843811Aug 31 2003 — edited Aug 31 2003
Hello,

I have just wrapped a C API in JNI.
It pumps messages into a callback, which are then forward to the Java side via a env->CallIntMethod(object, method, jlong, jlong).
On the java side a single accessor object is created to access the fields in the C messages. The accessors are of course JNI. A single object is created instead of a new object per message. Code snippets follow below.

Trouble is, things are incredibly slow. A C test runs in 16 seconds, the Java version takes 6 minutes!
A test which returns from the callback right away takes C 15 seconds and Java 26 seconds - still too long for the one single JNI call.

I have timed some native calls from Java to C, and found JNI calls about 7-8x slower than calls to a java method.
Even with this knowledge, I can't account for the huge performance hit.

Is is possible that my java callback, which is called from C, and all my accessor objects which are created once and call C from Java, are not being compiled to machine code but are being interpreted? Does hotspot do its stuff on existing objects? I assumed so, but I am not sure now.

Some code snippets follow (I can't post actual code because of NDA stuff)

// Class is created once at the beginning of processing, and may see
// +50million messages up to 200million or so.
public class ABCD {
private long swigCPtr;
...
// I call this on each new message.
void setCPtr(long ptr) {
swigCPtr = ptr;
}

// Accessor - goes to JNI to grab the C data.
public int getUserData1() {
return xyzJNI.get_ABCD_UserData1(swigCPtr);
}
}

And C++ code calling Java:
int JavaListener::onMessage(const System system, const Message message) {
return env->CallIntMethod(jlistener, jonMessage, (jlong)system, (jlong)message);
}

So now possible ideas for solutions if I can't find out what is going on:
1. Direct memory buffers.
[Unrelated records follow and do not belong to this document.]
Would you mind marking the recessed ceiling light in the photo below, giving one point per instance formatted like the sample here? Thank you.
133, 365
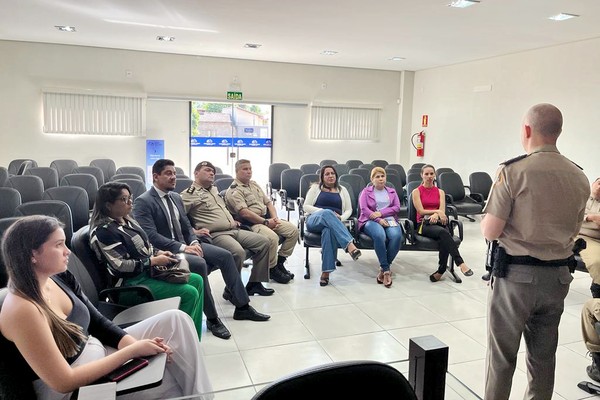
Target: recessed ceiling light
181, 28
65, 28
562, 16
463, 3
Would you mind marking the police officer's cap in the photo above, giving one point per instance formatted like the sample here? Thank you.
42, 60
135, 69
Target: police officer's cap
207, 164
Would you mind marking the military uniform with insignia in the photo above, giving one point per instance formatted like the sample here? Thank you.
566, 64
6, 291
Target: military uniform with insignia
250, 196
206, 209
541, 197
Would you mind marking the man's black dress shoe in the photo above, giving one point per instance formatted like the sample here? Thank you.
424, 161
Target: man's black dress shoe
278, 275
218, 329
250, 314
257, 288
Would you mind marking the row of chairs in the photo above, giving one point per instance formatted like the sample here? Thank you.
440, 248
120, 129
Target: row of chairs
412, 240
102, 169
285, 181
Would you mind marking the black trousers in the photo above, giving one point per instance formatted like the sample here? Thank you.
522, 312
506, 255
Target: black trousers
447, 245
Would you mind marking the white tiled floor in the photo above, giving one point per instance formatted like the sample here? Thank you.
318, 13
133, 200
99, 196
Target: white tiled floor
355, 318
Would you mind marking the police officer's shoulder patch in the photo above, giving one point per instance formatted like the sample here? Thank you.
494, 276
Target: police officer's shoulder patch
575, 164
514, 160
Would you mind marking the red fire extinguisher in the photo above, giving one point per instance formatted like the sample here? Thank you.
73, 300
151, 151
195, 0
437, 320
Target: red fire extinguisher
420, 145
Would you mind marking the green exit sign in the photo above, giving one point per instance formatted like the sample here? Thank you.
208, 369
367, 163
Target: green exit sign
234, 95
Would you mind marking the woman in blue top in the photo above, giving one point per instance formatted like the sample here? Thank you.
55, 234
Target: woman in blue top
54, 339
327, 205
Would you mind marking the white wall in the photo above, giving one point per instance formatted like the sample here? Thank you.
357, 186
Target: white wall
26, 68
471, 130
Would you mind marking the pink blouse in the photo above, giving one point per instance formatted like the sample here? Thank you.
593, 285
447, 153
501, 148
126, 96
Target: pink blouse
430, 199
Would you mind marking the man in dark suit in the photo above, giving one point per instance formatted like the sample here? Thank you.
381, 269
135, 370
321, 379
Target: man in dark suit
160, 212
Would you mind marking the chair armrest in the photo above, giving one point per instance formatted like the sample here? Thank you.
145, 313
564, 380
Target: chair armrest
455, 223
101, 391
269, 190
283, 195
409, 228
451, 211
112, 294
300, 202
142, 311
351, 224
477, 197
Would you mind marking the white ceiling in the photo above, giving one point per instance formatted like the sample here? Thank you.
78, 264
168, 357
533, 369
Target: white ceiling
427, 33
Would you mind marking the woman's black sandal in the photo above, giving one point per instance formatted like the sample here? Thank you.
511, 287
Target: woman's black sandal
355, 254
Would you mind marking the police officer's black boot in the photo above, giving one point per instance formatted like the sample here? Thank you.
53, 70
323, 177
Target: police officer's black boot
278, 275
593, 370
280, 261
595, 289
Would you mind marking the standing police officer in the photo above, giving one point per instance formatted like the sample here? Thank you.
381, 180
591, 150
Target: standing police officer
535, 210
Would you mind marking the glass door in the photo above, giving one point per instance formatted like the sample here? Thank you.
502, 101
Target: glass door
223, 133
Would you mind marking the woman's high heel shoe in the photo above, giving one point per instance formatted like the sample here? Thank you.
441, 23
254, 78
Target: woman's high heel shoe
387, 279
380, 277
432, 277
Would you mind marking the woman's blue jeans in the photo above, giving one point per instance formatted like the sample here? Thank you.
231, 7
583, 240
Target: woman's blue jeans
387, 242
334, 234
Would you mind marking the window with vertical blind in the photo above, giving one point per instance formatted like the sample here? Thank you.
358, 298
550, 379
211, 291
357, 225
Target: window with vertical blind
72, 112
339, 122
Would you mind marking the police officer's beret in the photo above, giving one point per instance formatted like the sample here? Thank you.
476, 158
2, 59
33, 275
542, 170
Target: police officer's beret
206, 164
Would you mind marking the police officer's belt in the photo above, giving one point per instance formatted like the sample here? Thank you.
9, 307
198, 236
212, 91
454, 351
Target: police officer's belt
528, 260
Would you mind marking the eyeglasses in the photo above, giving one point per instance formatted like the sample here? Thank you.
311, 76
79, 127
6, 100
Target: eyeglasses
126, 199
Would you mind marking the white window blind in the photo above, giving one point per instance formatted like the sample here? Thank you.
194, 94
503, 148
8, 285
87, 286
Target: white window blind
344, 123
94, 114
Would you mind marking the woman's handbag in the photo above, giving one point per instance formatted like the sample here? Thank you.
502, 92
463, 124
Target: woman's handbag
427, 221
178, 272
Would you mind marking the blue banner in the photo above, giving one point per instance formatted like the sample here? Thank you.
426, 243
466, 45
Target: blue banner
155, 150
230, 142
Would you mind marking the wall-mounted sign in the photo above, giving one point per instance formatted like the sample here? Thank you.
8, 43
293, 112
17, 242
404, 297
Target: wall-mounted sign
230, 142
234, 96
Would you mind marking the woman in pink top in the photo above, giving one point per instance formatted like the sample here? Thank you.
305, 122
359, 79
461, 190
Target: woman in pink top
430, 201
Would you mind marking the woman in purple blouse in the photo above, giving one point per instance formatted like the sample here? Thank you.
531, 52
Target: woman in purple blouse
379, 208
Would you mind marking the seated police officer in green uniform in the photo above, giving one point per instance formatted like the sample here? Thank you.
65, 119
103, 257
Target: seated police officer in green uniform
251, 206
209, 216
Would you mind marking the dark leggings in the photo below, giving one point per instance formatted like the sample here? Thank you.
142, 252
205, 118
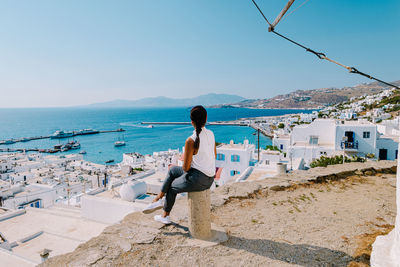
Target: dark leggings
179, 181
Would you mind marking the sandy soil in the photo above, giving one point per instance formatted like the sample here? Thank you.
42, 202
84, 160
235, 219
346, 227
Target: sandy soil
328, 224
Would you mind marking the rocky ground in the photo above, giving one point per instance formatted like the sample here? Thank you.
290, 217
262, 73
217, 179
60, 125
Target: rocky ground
323, 217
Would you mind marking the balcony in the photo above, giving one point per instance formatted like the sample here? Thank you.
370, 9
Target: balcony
349, 145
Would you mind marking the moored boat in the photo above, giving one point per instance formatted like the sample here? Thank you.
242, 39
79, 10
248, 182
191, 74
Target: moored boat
61, 134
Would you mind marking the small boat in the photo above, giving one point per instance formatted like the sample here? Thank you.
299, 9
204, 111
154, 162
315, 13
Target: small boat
58, 146
86, 131
119, 143
76, 146
61, 134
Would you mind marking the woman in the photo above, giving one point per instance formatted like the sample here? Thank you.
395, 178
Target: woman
197, 172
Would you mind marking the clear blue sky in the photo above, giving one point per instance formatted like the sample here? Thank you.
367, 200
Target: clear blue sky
62, 53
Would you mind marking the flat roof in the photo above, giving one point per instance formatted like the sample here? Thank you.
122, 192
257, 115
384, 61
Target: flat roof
63, 230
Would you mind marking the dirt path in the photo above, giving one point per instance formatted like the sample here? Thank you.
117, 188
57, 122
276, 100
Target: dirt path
329, 224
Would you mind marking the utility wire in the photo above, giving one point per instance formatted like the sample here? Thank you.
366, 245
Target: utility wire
279, 17
297, 8
319, 54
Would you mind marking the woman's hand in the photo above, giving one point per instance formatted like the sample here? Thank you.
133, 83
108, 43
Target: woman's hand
188, 154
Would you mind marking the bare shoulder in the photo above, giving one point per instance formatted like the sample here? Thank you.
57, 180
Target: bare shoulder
189, 141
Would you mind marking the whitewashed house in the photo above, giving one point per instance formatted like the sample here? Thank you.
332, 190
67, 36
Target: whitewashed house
135, 160
328, 137
233, 159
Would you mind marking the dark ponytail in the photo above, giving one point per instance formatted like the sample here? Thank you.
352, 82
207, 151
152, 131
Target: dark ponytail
198, 115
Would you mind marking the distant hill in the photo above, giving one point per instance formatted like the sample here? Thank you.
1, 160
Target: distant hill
161, 101
313, 98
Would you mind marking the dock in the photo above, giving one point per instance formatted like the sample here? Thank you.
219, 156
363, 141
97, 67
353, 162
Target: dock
221, 123
75, 133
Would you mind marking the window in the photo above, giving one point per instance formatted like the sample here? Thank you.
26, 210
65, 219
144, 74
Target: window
313, 140
233, 172
235, 158
220, 156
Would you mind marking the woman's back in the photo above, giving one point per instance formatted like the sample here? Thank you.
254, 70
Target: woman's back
204, 160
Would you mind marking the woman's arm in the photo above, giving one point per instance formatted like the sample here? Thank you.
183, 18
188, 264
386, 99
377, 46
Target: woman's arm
188, 154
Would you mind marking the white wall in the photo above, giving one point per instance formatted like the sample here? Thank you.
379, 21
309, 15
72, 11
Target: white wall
365, 145
324, 129
106, 210
389, 144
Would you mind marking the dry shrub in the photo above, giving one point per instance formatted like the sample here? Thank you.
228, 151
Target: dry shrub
364, 242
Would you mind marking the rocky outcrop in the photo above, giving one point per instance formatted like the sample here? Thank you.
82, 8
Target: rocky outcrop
118, 240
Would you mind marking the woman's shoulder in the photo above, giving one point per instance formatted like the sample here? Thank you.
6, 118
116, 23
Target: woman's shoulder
209, 132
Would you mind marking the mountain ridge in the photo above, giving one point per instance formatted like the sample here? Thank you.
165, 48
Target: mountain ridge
162, 101
312, 98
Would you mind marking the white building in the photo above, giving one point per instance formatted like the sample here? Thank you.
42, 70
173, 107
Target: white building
233, 159
328, 137
135, 160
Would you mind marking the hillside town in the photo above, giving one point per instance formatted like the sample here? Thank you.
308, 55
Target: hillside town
77, 199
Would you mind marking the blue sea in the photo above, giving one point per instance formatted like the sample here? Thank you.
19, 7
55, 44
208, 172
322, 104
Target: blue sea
18, 123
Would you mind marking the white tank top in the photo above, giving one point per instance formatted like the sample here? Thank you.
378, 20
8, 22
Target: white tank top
204, 160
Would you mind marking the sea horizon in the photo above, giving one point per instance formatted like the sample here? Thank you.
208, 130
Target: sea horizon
29, 122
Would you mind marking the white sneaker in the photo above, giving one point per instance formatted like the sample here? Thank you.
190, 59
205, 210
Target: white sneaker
161, 219
154, 206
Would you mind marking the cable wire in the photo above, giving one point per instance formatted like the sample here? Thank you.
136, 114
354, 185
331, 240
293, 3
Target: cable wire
322, 55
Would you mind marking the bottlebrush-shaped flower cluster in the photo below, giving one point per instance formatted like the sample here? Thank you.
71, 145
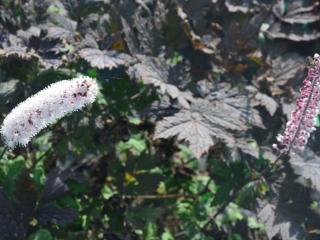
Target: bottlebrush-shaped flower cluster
46, 107
301, 124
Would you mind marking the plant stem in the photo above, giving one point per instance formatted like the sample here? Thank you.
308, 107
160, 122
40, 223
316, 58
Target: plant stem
3, 152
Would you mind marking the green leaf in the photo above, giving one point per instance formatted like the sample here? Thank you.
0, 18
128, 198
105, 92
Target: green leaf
107, 192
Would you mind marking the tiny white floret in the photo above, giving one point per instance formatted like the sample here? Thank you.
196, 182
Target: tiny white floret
46, 107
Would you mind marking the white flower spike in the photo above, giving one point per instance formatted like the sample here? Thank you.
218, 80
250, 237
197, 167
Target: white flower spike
46, 107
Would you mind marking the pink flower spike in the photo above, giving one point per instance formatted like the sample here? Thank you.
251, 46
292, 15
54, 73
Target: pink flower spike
301, 123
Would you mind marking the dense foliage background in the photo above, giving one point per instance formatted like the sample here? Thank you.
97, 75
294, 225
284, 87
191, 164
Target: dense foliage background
178, 144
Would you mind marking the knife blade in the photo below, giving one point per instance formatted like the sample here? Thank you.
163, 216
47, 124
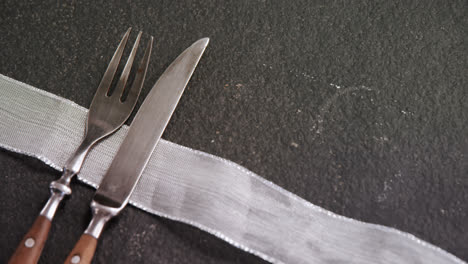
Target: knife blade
135, 151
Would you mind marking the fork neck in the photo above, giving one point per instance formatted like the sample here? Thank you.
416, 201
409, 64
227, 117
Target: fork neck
75, 162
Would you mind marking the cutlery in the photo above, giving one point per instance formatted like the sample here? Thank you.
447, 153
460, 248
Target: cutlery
106, 114
136, 149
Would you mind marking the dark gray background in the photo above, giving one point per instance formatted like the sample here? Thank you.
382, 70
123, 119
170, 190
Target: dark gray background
388, 146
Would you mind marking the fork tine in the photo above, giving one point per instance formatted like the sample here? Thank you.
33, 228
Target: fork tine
140, 75
112, 68
128, 66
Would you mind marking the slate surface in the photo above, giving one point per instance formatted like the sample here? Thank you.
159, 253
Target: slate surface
357, 106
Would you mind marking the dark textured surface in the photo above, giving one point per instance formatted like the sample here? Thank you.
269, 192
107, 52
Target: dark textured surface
359, 107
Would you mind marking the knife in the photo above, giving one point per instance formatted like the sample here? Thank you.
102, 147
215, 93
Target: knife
136, 149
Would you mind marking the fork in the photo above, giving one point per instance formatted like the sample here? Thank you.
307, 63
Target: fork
106, 114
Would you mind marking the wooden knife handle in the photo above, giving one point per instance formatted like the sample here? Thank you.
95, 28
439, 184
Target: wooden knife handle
30, 248
83, 251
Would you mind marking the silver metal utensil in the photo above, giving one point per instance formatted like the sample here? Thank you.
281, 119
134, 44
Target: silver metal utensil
136, 149
106, 114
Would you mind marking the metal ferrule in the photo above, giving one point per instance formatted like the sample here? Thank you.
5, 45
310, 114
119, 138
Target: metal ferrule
101, 214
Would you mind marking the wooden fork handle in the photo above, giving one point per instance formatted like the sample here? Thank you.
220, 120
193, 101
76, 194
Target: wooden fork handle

Copy the most often used data into a buffer and then unpack it on the java side.
2. UDP. Forward the messages via a UDP/localhost connection which I believe uses direct memory to transfer - but this is a pain, most of my JNI wrapper is autogenerated with SWIG. Is networking using JNI in java or some internal magic?

Any comments are welcome, as I don't want to do anything for a bit - annoying having a working Java wrapper, but unusable in any application I have.